What if we could suddenly cease cravings caused by addiction or turn off feelings of depression with the flip of a switch? To better understand “one of the hottest areas of neuroscience research,” the American Association for the Advancement of Science (AAAS) welcomed three guests to discuss the latest developments in the field of optogenetics. The June 9th event was the latest in a series of luncheon briefings on Capitol Hill, hosted by AAAS and funded by the Dana Foundation.
A recent AAAS write-up of the event describes optogenetics as being able to “turn brain cells ‘on’ and ‘off’ with pulses of light” in hopes of better understanding neurological disorders. Through that understanding, researchers such as Edward Boyden, director of the MIT Media Lab and one of the co-developers of optogenetics, hope to find a cure for epilepsy, depression, schizophrenia, and Parkinson’s disease, to name a few.

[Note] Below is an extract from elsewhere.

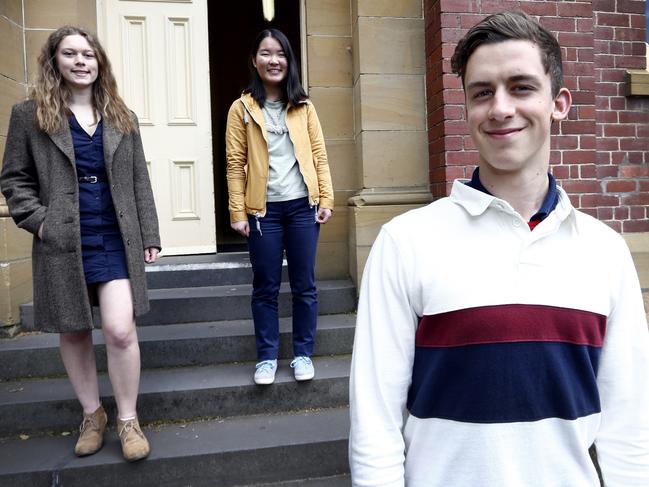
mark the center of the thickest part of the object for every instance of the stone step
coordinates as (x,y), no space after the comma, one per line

“Understanding how networks of cells in circuits work together to give rise to behaviors, thoughts, and emotions requires new technology,” said Boden, one of the speakers at the briefing, “and optogenetics is starting to provide new approaches for mapping and repairing the brain.” Though the field has only been around for about ten years, rapid advancements have been made by successfully activating single neurons in live mice.
For example, by engineering the genomes to contain a light-sensitive inhibitory molecule, researchers have been able to recreate mechanisms in narcolepsy. Once a light was turned on to shine through the optical fibers and into the animals’ brains, they instantly passed out in a manner similar to someone with the condition. However, when the light was turned off, they woke up again.